Difficile de sortir de la séance sans se sentir impuissant, désespéré et profondément pessimiste, finalement.
Dimanche 23 octobre 2005


Sur un point de départ qui rappelle fortement Lost Highway (David Lynch), le film part ensuite dans une toute autre direction, plus réaliste et plus lisible peut-être, mais mille fois plus inextricable. Autant l’annoncer très vite, il faut essayer d’oublier ce que ‘comprendre’ veut dire, oublier le réflexe qui consiste à trouver des questions – et des réponses – partout. Certes la mise en scène, toujours très visible, amène le spectateur à ce genre de comportement, mais l’amène surtout à questionner son propre rapport à l’image, à ce qu’il voit.
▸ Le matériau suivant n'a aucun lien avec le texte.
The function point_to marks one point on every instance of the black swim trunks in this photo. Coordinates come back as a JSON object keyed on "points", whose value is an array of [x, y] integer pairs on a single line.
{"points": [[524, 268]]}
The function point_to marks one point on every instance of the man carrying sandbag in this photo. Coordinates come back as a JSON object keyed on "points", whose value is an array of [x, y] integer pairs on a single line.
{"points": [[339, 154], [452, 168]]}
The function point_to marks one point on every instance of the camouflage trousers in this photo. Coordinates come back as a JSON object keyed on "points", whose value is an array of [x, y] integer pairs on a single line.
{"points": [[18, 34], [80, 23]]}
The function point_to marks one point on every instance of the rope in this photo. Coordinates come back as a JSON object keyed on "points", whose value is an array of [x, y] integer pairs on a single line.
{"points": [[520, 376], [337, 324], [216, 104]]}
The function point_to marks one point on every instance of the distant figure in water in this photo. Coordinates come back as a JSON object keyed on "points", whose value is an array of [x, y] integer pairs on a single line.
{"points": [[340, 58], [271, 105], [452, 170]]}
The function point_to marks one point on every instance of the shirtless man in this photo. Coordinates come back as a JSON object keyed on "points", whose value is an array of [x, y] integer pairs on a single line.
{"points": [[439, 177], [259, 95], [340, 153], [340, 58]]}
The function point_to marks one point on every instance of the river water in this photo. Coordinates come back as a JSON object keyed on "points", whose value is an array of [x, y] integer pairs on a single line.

Le cadre et l’image sont presque des personnages à part entière, les plus inquiétants peut-être, parfois parce qu’on ne sait pas qui filme, parfois parce qu’il s’agit de voix connues et familières (Béatrice Schönberg ou Euronews) en arrière-plan, porteuses de quelque chose de très concret pour le spectateur français et aussi, finalement, d’une certaine tension.
L’écriture et la direction d’acteurs sont extrêmement soignés ; les dialogues ciselés et très travaillés (de très nombreuxeffets d’échos, de réminiscences) me font penser qu’une lecture ‘sur papier’ du scénario pourrait aider à une meilleure appréciation de l’œuvre. Au centre de cette histoire presque incompréhensible (en tout cas pour ce qui est de ‘qui fait quoi, pourquoi’), il y a un ancrage très fort dans le personnage de Juliette Binoche, dont toutes les réactions sont normales et très concrètes. L’actrice a débarrassé son jeu de toute joliesse et de toute fioriture, et nous offre notre unique point de repère au milieu de ce cauchemar – chose qui manquait parfois un peu dans les films précédents de Haneke. Il n’en reste pas moins quelques petites coquetteries d’auteurs (des longueurs parfois trop appuyées, des personnages et des questions un peu trop volontairement mis de côté, une scène-choc à la limite du complaisant) qui personnellement m’empêchent de crier au chef d’œuvre. Mais c’est finalement déjà assez rare d’aimer un film désagréable.